Interface engine software can enable radiologists to automatically receive clinical follow-up data on selected cases, facilitating self-assessment as well as evaluation of biopsy yield and concordance with imaging findings, according to research published online June 12 in the American Journal of Roentgenology.
Researchers from Rhode Island Hospital developed an interface engine that enables radiologists to flag their reports for follow-up and then later automatically receive an email with the radiology report and associated pathology, cytology, or endoscopy data. In clinical use, their method led to at least one automatic follow-up email in more than 90% of these flagged radiology reports. Over 90% of these emails were considered relevant.

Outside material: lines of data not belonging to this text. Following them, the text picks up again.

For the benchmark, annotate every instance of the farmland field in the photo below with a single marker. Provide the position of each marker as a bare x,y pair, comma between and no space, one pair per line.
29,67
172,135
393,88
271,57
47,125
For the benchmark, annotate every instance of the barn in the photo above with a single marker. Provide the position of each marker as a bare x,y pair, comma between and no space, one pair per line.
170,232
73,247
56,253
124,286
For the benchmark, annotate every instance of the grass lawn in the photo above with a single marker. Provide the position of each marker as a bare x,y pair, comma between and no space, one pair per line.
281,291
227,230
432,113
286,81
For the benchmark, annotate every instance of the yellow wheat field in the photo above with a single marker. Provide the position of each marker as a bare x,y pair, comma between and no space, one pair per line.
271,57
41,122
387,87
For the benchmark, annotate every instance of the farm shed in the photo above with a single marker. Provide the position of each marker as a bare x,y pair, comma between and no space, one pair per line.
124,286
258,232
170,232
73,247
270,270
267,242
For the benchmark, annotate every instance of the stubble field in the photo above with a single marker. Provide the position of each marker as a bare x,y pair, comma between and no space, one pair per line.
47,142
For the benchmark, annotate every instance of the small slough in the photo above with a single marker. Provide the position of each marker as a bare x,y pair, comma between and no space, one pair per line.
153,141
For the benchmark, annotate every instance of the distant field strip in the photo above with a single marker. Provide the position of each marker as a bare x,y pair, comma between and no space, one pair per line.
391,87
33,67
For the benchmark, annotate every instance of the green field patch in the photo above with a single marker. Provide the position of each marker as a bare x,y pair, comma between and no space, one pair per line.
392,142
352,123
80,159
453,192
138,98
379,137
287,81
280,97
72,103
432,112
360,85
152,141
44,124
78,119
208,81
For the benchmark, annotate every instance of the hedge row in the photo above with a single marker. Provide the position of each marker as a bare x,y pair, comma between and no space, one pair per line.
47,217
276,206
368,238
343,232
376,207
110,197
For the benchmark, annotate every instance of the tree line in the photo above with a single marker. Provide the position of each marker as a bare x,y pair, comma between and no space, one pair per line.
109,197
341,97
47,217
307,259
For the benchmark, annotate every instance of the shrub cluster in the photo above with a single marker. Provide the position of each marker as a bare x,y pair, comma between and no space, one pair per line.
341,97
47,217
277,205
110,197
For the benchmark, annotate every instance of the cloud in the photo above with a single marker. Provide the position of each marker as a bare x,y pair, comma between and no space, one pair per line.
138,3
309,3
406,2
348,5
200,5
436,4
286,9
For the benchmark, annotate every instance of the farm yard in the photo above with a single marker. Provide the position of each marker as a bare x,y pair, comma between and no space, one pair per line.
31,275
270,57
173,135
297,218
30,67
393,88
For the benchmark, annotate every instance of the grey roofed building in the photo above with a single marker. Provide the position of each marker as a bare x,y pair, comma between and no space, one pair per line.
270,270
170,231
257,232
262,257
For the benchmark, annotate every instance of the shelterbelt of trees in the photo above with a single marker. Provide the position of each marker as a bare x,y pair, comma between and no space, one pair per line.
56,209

"We anticipate that by facilitating radiologist engagement and self-assessment, use of this educational feedback algorithm can lead to improved patient care," wrote the authors led by Dr. Elizabeth Dibble.
To flag their reports for follow-up, radiologists were trained to manually include three characters -- <*> -- at the end of their reports dictated on version 1.5 of the PowerScribe speech recognition software (Nuance Communications). In addition, reports for certain studies -- such as abdominal or lung CT, breast MRI, and several types of ultrasound studies -- were automatically prepopulated with the three characters.
The researchers coded their institutional enterprise interface engine (Cloverleaf, Infor) to automatically detect radiology reports with those characters and then extract the patient's medical record number (MRN), the identity of the radiologist who read the study, and the name of the facility from which it originated. In addition, they also programmed other interfaces to find additional follow-up data from pathology, cytology, surgery, and endoscopy.
What's more, a separate interface engine process examines the saved MRN data daily; matches between a flagged report and follow-up data generate a HIPAA-compliant email to the requesting radiologist. These emails contain the original radiology report and one or more reports with follow-up.
The researchers then assessed the type and relevance of these emails in a retrospective study covering February 2013. They found that 265 accession numbers were associated with reports containing the three-character marker. Of these, 165 (62.3%) were related to the procedure and 37.7% were manually requested by the radiologist.
Overall, 243 (91.7%) of these reports generated an email containing follow-up data. A total of 418 emails were sent, 378 (90.4%) of which were judged to be relevant.
This approach enables radiologists to perform personalized self-assessment related to specific imaging studies and to create contemporary teaching files. It also supports correlation of findings across diagnostic fields, as well as monitoring of report accuracy and system usage, according to the researchers.
"In addition to evaluating diagnostic accuracy, proceduralists can use our system to assess yield and concordance with imaging findings and can prompt addition of concordance addenda to biopsy reports, which is done routinely by our breast imagers using a different tracking system but not routinely by other proceduralists," they wrote.